The state file from the initial configuration is used as a source for the remote state in the new configuration.

This approach allows you to use state information from one configuration in another configuration as if the state were remote, even though both configurations store their state files locally. Keep in mind that this is a simplified example, and in a production environment, you might want to consider more robust state management strategies.

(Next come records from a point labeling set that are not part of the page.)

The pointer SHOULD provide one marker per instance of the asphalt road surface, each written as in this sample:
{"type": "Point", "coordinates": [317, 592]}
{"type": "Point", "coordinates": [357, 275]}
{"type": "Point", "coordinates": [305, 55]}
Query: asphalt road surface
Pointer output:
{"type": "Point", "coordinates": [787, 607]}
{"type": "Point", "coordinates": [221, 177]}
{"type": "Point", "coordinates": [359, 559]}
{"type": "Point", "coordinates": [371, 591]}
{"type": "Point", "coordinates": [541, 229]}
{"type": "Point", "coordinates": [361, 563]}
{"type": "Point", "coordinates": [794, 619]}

Understanding Variables Precedence in Terraform

One crucial aspect of working with Terraform is understanding how variables are prioritized and overridden in different contexts. Let’s dive into the variable precedence in Terraform.

1. Environment Variables

Environment variables provide a way to set values for Terraform variables externally, allowing for flexibility and security in configuration. However, they have the lowest precedence compared to other sources.

Example

				
					export TF_VAR_server_name="my-web-server" 
export TF_VAR_port="8080" 
export TF_VAR_environment="development"

terminal output

2. terraform.tfvars

The ‘terraform.tfvars’ file is a common way to store variable values for a Terraform configuration. It holds a higher precedence than environment variables and is specifically defined for the configuration.

Example

				
					# terraform.tfvars 
server_name    = "my-web-server" 
port           = 8080 
environment    = "staging"

terminal output

3. *.auto.tfvars

Files with names matching the pattern ‘*.auto.tfvars’ provide a convenient way to set variable values. They hold precedence over ‘terraform.tfvars’ and are automatically loaded by Terraform.

Example

				
					# .auto.tfvars 
server_name    = "my-web-server" 
port           = 8080 
environment    = "testing"

terminal output

4. Command Line

Variables set via command line arguments (-var or -var-file) can override values from previous sources. This allows for dynamic configuration during Terraform execution.

Example

				
					terraform apply -var="server_name=cli-web-server" -var="environment=cli-environment"

terminal output

5. variables.tf

The variables.tf file within the Terraform configuration allows for explicit definition of variables. It acts as a default but is only used if no other source provides a value for that variable.

Example

				
					# variables.tf 

variable "server_name" { 
  description = "Name of the web server" 
  default     = "my-web-server" 
} 

variable "port" { 
  description = "Port on which the web server will run" 
  default     = 8080 
} 

variable "environment" { 
  description = "Environment for the web server" 
  default     =”testing” 
}

terminal output

6. Module Invocation

Variables provided when invoking a module are the most specific and hold the highest precedence within that module’s context.

Example

				
					module "web_server" { 
  source        = "./modules/web_server" 
  server_name   = "my-specific-web-server" 
  port          = 8001 
  environment   = "custom-environment" 
}

terminal output

7. Interactive Input

This is the highest precedence when no other values are specified in the configuration or provided through other sources, it enters an interactive mode during command execution. In this mode, Terraform prompts the user for input, allowing them to enter values for the undefined variables.

terminal output

Best Practices when using Interactive Input

While interactive input provides flexibility, it’s generally advisable to define default values for variables in your configuration whenever possible. This helps avoid interruptions during non-interactive executions and ensures smoother automation workflows. Additionally, documenting variable requirements and defaults in your configuration enhances the usability of your Terraform code.